Anna clenched her hands with a sudden fury, and leaned forward, toward Isabel. “What was the point of it all? Why did Simon have to be a hero? What could possibly make it worth his dying?”
Isabel held her gaze. “That’s far too big a question for me to answer. But I can tell you—I came to tell you—that Simon performed a great service. His name will be remembered, here on Earth and especially on Virimund. Even at the end, when he knew the virus was going to win, he worked on the antiviral serum, worked right through the night, until his last breath. Who else had such courage? Only Simon. Only your husband.”
“I loved him.” Anna seemed to wilt, the brief energy of her anger fading. Tears welled from her eyes, and she pulled a handkerchief from a pocket. “I loved him as a man—not a scientist, not a physician, not a diplomat—as my husband! It’s been two years, and I still grieve.”
“Of course,” Isabel said. “You have every right to your grief.”

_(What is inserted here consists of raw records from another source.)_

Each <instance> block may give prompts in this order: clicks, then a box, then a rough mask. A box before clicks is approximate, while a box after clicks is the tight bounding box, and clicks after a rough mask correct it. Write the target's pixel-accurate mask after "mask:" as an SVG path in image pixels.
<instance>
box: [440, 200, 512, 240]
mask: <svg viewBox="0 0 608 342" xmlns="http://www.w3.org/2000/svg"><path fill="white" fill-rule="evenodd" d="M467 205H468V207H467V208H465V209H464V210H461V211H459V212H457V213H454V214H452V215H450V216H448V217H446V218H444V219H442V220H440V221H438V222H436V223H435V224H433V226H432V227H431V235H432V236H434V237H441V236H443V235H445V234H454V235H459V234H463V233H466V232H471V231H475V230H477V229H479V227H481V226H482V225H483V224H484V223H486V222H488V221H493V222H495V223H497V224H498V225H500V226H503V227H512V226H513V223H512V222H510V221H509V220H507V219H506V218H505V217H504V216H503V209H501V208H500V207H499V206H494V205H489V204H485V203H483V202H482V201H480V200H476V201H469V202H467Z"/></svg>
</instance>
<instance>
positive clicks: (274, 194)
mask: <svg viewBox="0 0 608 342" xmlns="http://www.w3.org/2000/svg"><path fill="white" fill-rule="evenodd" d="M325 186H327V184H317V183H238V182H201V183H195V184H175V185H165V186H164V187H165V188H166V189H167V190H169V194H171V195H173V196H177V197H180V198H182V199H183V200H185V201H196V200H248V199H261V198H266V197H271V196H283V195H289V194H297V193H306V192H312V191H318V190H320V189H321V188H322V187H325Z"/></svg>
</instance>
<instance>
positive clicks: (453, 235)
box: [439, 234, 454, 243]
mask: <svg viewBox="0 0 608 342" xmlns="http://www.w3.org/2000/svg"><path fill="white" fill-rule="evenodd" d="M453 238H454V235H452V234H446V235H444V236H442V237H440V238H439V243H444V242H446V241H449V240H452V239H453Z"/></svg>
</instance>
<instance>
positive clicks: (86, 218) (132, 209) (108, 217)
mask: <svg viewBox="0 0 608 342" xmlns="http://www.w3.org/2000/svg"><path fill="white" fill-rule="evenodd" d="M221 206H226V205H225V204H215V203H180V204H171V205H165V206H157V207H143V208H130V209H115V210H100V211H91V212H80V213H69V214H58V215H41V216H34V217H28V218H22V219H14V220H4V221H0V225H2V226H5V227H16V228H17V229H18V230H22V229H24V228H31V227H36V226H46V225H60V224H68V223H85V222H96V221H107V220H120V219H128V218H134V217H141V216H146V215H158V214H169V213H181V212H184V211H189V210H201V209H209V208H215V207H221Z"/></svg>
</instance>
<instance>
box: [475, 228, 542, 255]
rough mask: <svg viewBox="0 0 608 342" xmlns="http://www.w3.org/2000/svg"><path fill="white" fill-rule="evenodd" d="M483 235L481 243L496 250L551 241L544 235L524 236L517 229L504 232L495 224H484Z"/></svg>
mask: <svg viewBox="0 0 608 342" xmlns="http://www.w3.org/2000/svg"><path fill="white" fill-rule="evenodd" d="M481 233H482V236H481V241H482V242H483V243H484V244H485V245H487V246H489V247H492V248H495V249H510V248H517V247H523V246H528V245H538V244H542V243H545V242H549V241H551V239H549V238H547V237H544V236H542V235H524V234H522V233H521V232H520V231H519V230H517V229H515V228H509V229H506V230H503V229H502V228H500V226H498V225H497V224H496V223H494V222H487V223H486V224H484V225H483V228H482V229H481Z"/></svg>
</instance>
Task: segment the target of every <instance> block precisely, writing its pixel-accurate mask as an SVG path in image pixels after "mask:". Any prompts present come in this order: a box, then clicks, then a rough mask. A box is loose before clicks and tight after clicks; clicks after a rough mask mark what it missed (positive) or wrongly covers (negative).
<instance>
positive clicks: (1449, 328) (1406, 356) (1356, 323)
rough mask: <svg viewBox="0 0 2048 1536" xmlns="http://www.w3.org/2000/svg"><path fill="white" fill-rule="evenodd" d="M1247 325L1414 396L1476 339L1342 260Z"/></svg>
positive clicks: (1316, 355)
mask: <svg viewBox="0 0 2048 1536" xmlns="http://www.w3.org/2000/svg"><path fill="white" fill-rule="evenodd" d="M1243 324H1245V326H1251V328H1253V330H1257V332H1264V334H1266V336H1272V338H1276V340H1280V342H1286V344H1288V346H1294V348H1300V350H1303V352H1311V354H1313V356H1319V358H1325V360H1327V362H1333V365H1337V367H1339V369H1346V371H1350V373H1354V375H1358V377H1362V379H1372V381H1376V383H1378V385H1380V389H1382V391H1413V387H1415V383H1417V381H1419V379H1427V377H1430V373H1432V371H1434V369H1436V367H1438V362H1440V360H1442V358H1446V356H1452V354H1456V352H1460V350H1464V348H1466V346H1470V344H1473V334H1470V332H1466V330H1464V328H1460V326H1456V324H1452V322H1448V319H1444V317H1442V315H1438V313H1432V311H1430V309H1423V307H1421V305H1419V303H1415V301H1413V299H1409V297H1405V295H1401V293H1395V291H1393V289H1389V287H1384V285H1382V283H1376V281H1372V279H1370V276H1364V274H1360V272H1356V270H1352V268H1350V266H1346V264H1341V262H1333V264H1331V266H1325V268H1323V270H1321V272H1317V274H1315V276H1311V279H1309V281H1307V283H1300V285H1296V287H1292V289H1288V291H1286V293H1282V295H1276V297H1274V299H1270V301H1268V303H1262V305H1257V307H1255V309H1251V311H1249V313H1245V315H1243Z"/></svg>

Anna dropped her head, and sobbed silently into the white cloth. When her tears subsided, she sat on, her eyes covered, her head bent.
Isabel stood, and signaled to Oa. “We should leave you alone. But thank you for seeing me, Anna,” she said softly. “I wish there were more I could do.”
Anna lowered the handkerchief. She stood, too, straightening her dress, smoothing her hair. She lifted her head to gaze at Oa. “This girl . . .”
“Oa.”
“She’s had the antiviral? The one Simon created?”
“Yes, she has.”
“Is it working?”
“We don’t know yet. Simon thought it could take quite some time.”